(oversized pb; 2021: ninth
book in the Jane Whitefield series)
From the back cover
“Jane Whitefield helps people disappear. Fearing for their lives, fleeing dangerous situations, her clients come to her when they need to vanish completely.
“Her newest comes fresh from
LA with a whole lot of trouble behind her. After she cheated on her boyfriend,
he dragged her to the home of the offending man and made her watch as he killed
him. She testified against the boyfriend, but a bribed jury acquitted him, and
now he’s free and on her trail. Jane agrees to help, and it soon becomes clear
that outsmarting the murderous boyfriend is not beyond Jane’s skills. But the
boyfriend has some new friends: members of a Russian organized crime brotherhood,
intent to capture not only Sara but Jane, whose secrets could be worth
millions.
Thus begins a bloodthirsty
chase that winds through the cities of the northeast before finally plunging
into Maine’s Hundred Mile Wilderness. But in a pursuit where nothing can be
trusted, one thing is certain: only one party—Jane or her pursuers—will emerge
alive.”
Review
“Three or four years” after Jane’s kidnapping and torture in Poison Flower, Jane guides a young woman (Sara Doughton, later renamed Anne Preston Bailey) into a safer, not-on-the-predatory-radar life after Sara breaks into Jane’s old family house—Sara’s reason for doing so is that she’s trying to escape an obsessive, murderous, and across-the-board abusive boyfriend (Albert) who’s terrorizing her, even more so after she testified against him in court. Initially (relatively) easy, things become more exponentially more difficult when one of Albert’s friends enlists the Russian mob to help the selfish, immature Albert to trap his erstwhile ex anew.

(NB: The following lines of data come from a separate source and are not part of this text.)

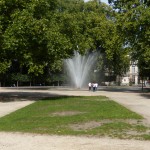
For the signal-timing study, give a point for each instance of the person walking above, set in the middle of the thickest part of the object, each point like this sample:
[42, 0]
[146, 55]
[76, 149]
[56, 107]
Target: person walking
[90, 85]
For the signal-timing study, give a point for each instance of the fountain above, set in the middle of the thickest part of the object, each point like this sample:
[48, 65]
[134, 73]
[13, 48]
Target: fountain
[79, 68]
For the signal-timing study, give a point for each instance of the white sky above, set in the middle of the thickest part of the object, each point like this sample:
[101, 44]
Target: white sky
[105, 1]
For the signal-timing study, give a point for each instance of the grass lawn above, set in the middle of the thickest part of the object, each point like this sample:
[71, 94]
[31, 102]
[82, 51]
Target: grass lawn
[89, 116]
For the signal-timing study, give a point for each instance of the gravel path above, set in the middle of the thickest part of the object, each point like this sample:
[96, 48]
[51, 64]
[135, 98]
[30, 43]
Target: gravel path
[137, 102]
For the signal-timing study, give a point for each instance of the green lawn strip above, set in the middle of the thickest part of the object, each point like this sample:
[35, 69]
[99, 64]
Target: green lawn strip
[57, 115]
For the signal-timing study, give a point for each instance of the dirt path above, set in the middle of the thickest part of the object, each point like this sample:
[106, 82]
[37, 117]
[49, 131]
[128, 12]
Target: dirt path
[13, 141]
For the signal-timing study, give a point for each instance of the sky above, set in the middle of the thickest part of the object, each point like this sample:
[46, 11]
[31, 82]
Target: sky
[105, 1]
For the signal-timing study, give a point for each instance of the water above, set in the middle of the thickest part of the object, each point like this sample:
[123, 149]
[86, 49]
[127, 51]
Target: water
[80, 68]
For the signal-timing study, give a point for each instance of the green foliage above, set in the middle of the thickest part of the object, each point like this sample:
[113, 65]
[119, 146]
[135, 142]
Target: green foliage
[134, 18]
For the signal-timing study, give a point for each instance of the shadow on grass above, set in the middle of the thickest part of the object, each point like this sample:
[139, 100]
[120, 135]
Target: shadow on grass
[33, 96]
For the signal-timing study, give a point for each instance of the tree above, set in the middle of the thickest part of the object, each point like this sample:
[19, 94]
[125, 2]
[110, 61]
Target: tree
[134, 18]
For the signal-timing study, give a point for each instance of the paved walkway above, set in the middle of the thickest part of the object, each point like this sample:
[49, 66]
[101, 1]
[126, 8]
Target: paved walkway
[137, 102]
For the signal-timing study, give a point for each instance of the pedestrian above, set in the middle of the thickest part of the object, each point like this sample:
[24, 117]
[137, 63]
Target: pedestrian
[96, 86]
[90, 85]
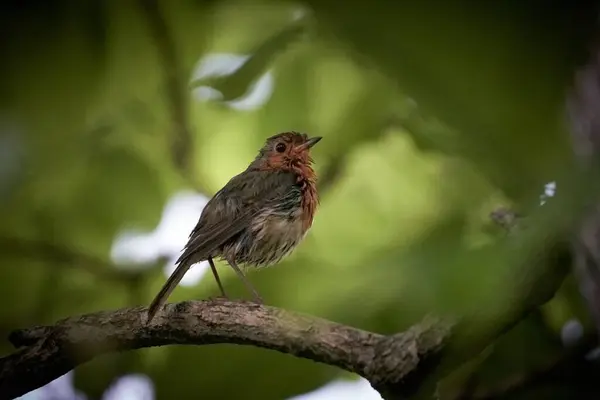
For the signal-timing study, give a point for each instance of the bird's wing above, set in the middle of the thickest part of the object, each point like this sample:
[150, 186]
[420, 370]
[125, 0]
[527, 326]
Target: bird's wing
[227, 214]
[232, 209]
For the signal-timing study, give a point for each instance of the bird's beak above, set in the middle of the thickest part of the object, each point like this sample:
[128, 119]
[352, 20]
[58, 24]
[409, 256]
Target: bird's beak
[309, 143]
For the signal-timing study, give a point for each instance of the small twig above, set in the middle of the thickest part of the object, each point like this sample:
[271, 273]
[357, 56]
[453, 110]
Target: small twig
[176, 89]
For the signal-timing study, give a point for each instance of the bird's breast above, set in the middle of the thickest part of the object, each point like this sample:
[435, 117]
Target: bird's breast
[270, 237]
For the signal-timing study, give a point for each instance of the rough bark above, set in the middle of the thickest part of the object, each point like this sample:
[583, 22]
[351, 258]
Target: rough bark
[47, 352]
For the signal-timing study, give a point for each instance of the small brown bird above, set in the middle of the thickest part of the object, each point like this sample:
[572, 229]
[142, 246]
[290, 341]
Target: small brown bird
[257, 218]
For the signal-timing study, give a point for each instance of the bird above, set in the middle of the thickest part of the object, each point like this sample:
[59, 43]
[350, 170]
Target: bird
[259, 217]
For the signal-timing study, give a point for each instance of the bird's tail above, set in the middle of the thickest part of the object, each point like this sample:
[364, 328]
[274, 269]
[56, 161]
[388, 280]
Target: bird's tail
[168, 287]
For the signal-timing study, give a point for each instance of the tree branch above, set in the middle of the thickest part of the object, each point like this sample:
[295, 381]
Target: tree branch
[48, 352]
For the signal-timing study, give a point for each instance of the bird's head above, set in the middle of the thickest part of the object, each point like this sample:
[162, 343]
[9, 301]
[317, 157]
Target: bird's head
[286, 150]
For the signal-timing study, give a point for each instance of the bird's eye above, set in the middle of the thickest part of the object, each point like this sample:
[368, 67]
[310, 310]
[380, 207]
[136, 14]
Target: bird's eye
[280, 147]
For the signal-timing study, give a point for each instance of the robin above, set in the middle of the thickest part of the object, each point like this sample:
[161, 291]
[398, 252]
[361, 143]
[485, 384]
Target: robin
[257, 218]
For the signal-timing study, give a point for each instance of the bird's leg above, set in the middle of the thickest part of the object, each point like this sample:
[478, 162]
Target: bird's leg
[216, 275]
[249, 286]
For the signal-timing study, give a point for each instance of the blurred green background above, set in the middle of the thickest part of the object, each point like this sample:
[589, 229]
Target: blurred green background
[433, 115]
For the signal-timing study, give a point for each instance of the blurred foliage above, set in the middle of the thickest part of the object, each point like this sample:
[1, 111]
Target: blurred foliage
[433, 114]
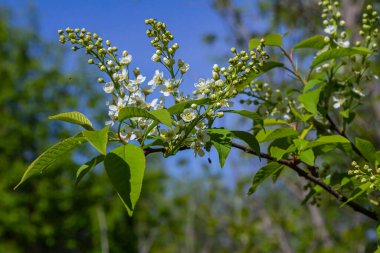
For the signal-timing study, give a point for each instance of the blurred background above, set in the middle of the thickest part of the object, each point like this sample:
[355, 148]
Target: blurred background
[187, 204]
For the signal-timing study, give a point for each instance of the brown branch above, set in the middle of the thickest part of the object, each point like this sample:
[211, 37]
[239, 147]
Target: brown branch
[291, 164]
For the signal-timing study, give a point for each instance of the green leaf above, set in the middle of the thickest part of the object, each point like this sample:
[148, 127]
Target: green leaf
[160, 115]
[315, 42]
[358, 192]
[325, 140]
[263, 173]
[75, 118]
[98, 139]
[221, 140]
[253, 75]
[51, 155]
[269, 135]
[125, 167]
[308, 157]
[310, 100]
[269, 40]
[311, 84]
[366, 148]
[180, 107]
[272, 122]
[85, 168]
[248, 114]
[338, 53]
[248, 138]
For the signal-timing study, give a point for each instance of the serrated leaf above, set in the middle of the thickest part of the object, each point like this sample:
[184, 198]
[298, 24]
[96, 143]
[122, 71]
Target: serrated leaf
[51, 155]
[358, 192]
[310, 100]
[269, 135]
[158, 115]
[338, 53]
[274, 40]
[87, 167]
[180, 107]
[263, 173]
[331, 139]
[366, 148]
[125, 167]
[272, 122]
[248, 138]
[311, 84]
[315, 42]
[308, 157]
[253, 75]
[221, 140]
[98, 139]
[248, 114]
[75, 118]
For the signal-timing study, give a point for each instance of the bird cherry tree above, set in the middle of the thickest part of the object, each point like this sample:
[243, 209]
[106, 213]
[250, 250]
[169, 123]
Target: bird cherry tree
[291, 130]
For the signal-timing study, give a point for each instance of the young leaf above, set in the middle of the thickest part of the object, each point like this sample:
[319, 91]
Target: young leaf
[274, 40]
[51, 155]
[221, 140]
[87, 167]
[269, 135]
[125, 167]
[178, 108]
[248, 114]
[366, 148]
[253, 75]
[263, 173]
[315, 42]
[98, 139]
[331, 139]
[310, 100]
[75, 118]
[338, 53]
[158, 115]
[248, 138]
[308, 157]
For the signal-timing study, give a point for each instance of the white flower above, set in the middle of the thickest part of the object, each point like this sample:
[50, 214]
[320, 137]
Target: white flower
[338, 102]
[158, 78]
[169, 87]
[114, 109]
[197, 147]
[188, 115]
[343, 43]
[125, 60]
[330, 29]
[358, 91]
[202, 136]
[140, 79]
[109, 87]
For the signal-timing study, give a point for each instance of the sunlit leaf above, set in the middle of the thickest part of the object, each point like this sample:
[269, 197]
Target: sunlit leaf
[125, 167]
[51, 155]
[75, 118]
[221, 140]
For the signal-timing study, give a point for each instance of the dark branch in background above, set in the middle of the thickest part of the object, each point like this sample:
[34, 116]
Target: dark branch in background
[294, 166]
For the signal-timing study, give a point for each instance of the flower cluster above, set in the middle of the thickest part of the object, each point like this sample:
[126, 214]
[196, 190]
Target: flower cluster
[334, 24]
[366, 174]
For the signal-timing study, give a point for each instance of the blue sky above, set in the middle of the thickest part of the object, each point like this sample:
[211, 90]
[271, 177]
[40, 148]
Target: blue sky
[122, 22]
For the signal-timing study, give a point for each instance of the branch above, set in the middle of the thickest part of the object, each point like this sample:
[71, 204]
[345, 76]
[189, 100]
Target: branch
[314, 179]
[293, 164]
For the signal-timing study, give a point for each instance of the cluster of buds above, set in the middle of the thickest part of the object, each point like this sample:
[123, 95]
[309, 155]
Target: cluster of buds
[369, 28]
[366, 174]
[165, 53]
[334, 24]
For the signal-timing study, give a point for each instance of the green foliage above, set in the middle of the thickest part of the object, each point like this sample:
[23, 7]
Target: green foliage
[125, 168]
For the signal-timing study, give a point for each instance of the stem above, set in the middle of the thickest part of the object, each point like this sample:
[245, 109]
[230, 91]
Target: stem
[294, 166]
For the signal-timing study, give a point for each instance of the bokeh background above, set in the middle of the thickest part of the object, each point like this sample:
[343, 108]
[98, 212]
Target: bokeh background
[187, 204]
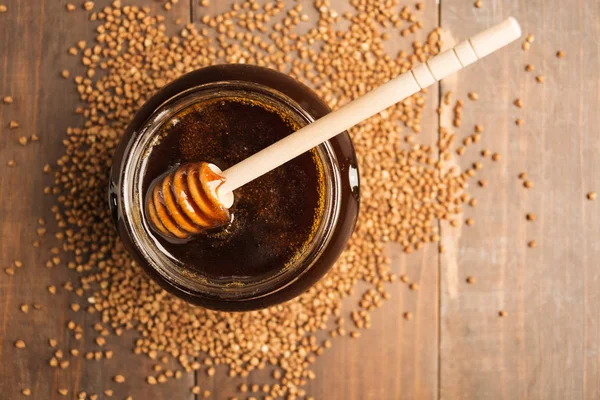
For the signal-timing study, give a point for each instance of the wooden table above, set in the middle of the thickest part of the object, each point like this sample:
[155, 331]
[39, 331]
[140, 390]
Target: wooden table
[548, 345]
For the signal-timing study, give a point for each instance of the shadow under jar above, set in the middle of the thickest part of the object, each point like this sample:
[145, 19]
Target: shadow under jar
[288, 227]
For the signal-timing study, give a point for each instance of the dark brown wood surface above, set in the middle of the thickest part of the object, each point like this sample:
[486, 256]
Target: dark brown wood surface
[456, 347]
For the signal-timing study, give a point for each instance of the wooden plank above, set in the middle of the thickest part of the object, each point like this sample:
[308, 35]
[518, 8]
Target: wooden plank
[34, 38]
[396, 359]
[546, 347]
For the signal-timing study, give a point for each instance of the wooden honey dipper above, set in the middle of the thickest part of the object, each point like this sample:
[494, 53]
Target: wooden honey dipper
[197, 196]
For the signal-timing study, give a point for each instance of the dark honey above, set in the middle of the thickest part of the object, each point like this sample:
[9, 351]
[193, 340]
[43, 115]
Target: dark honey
[274, 217]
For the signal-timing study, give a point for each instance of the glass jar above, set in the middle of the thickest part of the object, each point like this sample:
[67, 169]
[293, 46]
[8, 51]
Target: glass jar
[298, 102]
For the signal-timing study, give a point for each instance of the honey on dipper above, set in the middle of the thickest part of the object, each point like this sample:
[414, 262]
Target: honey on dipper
[274, 217]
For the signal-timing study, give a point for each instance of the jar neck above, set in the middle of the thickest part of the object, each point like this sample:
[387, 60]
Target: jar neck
[133, 195]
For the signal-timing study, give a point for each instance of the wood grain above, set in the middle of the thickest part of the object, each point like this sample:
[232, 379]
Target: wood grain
[34, 38]
[456, 346]
[546, 347]
[397, 359]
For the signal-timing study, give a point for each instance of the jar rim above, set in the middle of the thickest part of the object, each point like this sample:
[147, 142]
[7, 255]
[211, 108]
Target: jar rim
[132, 196]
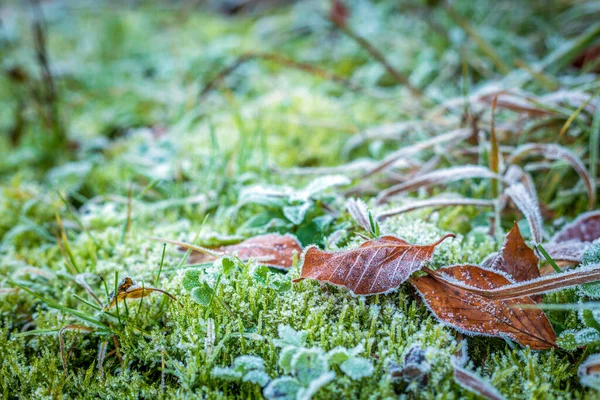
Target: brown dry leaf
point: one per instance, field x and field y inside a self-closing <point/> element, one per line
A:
<point x="377" y="266"/>
<point x="273" y="250"/>
<point x="464" y="310"/>
<point x="339" y="13"/>
<point x="571" y="242"/>
<point x="129" y="289"/>
<point x="516" y="259"/>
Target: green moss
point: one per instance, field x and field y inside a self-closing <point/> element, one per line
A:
<point x="129" y="84"/>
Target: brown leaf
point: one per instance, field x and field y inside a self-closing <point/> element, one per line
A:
<point x="129" y="289"/>
<point x="588" y="274"/>
<point x="516" y="259"/>
<point x="571" y="242"/>
<point x="464" y="310"/>
<point x="377" y="266"/>
<point x="339" y="12"/>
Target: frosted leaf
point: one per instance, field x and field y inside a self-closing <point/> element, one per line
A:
<point x="249" y="363"/>
<point x="338" y="355"/>
<point x="309" y="364"/>
<point x="202" y="294"/>
<point x="590" y="289"/>
<point x="296" y="214"/>
<point x="377" y="266"/>
<point x="258" y="377"/>
<point x="356" y="350"/>
<point x="284" y="388"/>
<point x="226" y="373"/>
<point x="191" y="279"/>
<point x="315" y="385"/>
<point x="357" y="368"/>
<point x="588" y="372"/>
<point x="591" y="255"/>
<point x="290" y="336"/>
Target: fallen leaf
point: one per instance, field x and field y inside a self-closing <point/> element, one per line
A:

Like the best Jane Whitefield novels, Left-Handed has tight editing, excellent, reader-immersing pacing and characterization, Native American/Seneca lore, short and sharp action sequences, plot- and character-relevant mentions of Jane’s past (shown in previous franchise books), and a satisfying ending that pushes Jane and her husband Carey into new, life-altering situations, even as another new, possibly series-spanning villain (smart, nuanced Russian enforcer Magda, another Jane doppelgänger) rises into prominence. Looking forward to Perry's next Jane Whitefield book!